Barbershop Harmony is a four-part "a cappella" style of vocal music that is based on the art form known as "American Popular Song" and performed by quartets and choruses. The melody is almost always sandwiched between harmonies, and the style can be recognized by its reliance on mostly consonant chords and dominant seventh chords, as well as solid chord-inversions and musically interesting chord-progressions. Because it is performed without instrumental accompaniment, Barbershop Harmony can be tuned by the singers according to the "true scale."

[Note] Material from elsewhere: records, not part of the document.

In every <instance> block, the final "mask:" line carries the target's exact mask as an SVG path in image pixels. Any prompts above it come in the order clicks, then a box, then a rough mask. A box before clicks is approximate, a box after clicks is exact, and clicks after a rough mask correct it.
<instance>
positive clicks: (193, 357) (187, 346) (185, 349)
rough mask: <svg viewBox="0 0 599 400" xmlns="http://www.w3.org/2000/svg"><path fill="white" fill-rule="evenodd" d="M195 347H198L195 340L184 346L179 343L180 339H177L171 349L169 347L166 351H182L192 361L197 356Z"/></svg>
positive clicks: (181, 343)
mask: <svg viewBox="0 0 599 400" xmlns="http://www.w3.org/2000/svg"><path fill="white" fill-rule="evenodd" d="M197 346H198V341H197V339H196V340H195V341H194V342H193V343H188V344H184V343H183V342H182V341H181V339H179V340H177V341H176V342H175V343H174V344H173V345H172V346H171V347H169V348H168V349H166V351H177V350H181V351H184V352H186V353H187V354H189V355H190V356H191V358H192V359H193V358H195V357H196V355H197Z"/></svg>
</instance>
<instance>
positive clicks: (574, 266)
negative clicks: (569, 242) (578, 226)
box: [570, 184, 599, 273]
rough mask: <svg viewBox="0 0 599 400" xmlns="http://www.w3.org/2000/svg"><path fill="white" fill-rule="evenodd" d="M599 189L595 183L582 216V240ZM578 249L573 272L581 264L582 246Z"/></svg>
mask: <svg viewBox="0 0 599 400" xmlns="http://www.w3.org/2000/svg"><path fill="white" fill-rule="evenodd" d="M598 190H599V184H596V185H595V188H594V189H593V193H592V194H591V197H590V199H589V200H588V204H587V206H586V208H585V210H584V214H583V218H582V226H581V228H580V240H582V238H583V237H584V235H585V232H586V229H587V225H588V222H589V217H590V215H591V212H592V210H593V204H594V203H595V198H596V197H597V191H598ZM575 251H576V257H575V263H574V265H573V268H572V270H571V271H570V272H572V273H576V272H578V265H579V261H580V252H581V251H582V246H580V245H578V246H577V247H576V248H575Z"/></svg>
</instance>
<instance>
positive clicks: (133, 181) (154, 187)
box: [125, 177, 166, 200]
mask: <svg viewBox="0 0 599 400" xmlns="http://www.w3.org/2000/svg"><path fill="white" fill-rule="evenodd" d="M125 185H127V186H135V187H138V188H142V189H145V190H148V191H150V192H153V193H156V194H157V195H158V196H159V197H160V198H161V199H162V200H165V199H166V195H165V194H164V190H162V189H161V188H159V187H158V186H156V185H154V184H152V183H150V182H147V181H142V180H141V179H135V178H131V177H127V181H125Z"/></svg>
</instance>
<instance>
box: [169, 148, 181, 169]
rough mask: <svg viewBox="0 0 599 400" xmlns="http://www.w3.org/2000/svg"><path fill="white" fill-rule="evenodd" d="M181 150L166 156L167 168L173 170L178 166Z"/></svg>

When the tuning, balance and a given word sound are properly executed, certain harmonics associated with the notes being sung are enhanced, while others are diminished, resulting in a fifth note that is audible two octaves or more above the four notes being sung. This phenomenon is known as an "overtone," and it is a vital ingredient of Barbershop Harmony when performed well.
There are other facets of barbershop harmony that are frequently used, but not always present in every performance. Frequent modulations (key-changes) within a song are facilitated by the true scale and the singers' ability to immediately "tune" their vocal instruments. "Bell-chords" are sometimes used to illustrate the four voice-parts, sometimes while also "painting" a word or phrase. Sliding during an interval (from one note to another) is a vocal technique that adds contrast and style.
While stereotypical elements of barbershop groups such as striped vests, handlebar moustaches, and straw hats remain; in reality, American Popular Songs are now performed by thousands of contemporary male and female barbershop ensembles comprised of singers who exhibit a wide range of racial, religious, and ethnic diversity, not only in the USA but in a dozen other countries throughout the world.